A few months ago, we’ve witnessed Phoenix team establishing 2 millions simultaneous connections on a single server. In the process, they also discovered and removed some bottlenecks. The whole process is documented in this excellent post. This achievement is definitely great, but reading the story begs a question: do we really need a bunch of expensive servers to study the behaviour of our system under load?

In my opinion, many issues can be discovered and tackled on a developer’s machine, and in this post, I’ll explain how. In particular, I’ll discuss how to programmatically “drive” a Phoenix socket, talk a bit about the transport layer, and cap it off by creating a half million of Phoenix sockets on my dev machine and explore the effects of process hibernation on memory usage.

The goal

The main idea is fairly simple. I’ll develop a helper SocketDriver module, which will allow me to create a Phoenix socket in a separate Erlang process, and then control it by sending it channel-specific messages.

Assuming we have a Phoenix application with a socket and a channel, we’ll be able to create a socket in a separate process by invoking:

iex(1)> {:ok, socket_pid} = SocketDriver.start_link(
          SocketDriver.Endpoint,
          SocketDriver.UserSocket,
          receiver: self
        )

The receiver: self bit specifies that all outgoing messages (the ones sent by the socket to the other side) will be sent as plain Erlang messages to the caller process.

Now I can ask the socket process to join the channel:

iex(2)> SocketDriver.join(socket_pid, "ping_topic")

Then, I can verify that the socket sent the response back:

iex(3)> flush

{:message,
 %Phoenix.Socket.Reply{payload: %{"response" => "hello"},
  ref: #Reference<0.0.4.1584>, status: :ok, topic: "ping_topic"}}

Finally, I can also push a message to the socket and verify the outgoing message:

iex(4)> SocketDriver.push(socket_pid, "ping_topic", "ping", %{})

iex(5)> flush
{:message,
 %Phoenix.Socket.Message{event: "pong", payload: %{}, ref: nil,
  topic: "ping_topic"}}

With such driver I can now easily create a bunch of sockets from the iex shell and play with them. Later on you’ll see a simple demo, but let’s first explore how can such driver be developed.

Possible approaches

Creating and controlling sockets can easily be done with the help of the Phoenix.ChannelTest module. Using macros and functions, such as connect/2, subscribe_and_join/4 and push/3, you can easily create sockets, join channels, and push messages. After all, these macros are made precisely for the purpose of programmatically driving sockets in unit tests.
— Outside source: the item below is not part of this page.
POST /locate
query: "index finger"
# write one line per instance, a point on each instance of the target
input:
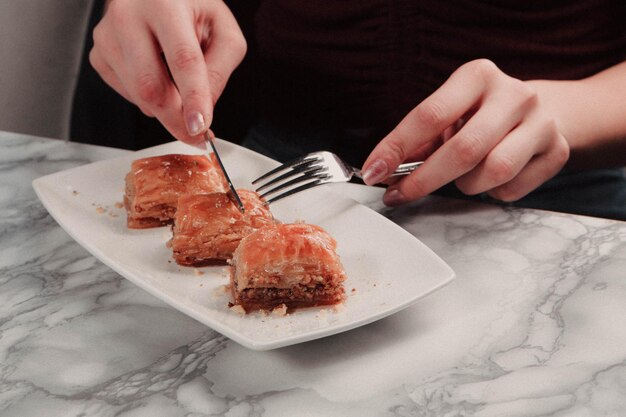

This approach should work nicely in unit tests, but I’m not sure it’s appropriate for load testing. The most important reason is that these functions are meant to be invoked from within the test process. This is actually perfect for unit tests, but in a load test I’d like to be closer to the real thing. Namely I’d like to run each socket in a separate process, and at that point the amount of housekeeping I need to do increases, and I’m practically implementing a Phoenix socket transport (I’ll explain what this means in a minute).

In addition, Phoenix.ChannelTest seems to rely on some internals of sockets and channels, and its functions create one %Socket{} struct per each connected client, something which is not done by currently existing Phoenix transports.

So instead, I’ll implement SocketDriver as a partial Phoenix transport, namely a GenServer that can be used to create and control a socket. This will allow me to be closer to existing transports. Moreover, it’s an interesting exercise to learn something about Phoenix internals. Finally, such socket driver can be used beyond load testing purposes, for example to expose different access points which can exist outside of Cowboy and Ranch.

Sockets, channels, transports, and socket driver

Before going further, let’s discuss some terminology.

The idea of sockets and channels is pretty simple, yet very elegant. A socket is an abstracted long-running connection between the client and the server. Messages can be wired through websocket, long polling, or practically anything else.

Once the socket is established, the client and the server can use it to hold multiple conversations on various topic. These conversations are called channels, and they amount to exchanging messages and managing channel-specific state on each side.

The corresponding process model is pretty reasonable. One process is used for the socket, and one for each channel. If a client opens 2 sockets and joins 20 topics on each socket, we’ll end up with 42 processes: 2 * (1 socket process + 20 channel processes).

A Phoenix socket transport is the thing that powers the long running connection. Owing to transports, Phoenix.Socket, Phoenix.Channel, and your own channels, can safely assume they’re operating on a stateful, long-running connection regardless of how this connection is actually powered.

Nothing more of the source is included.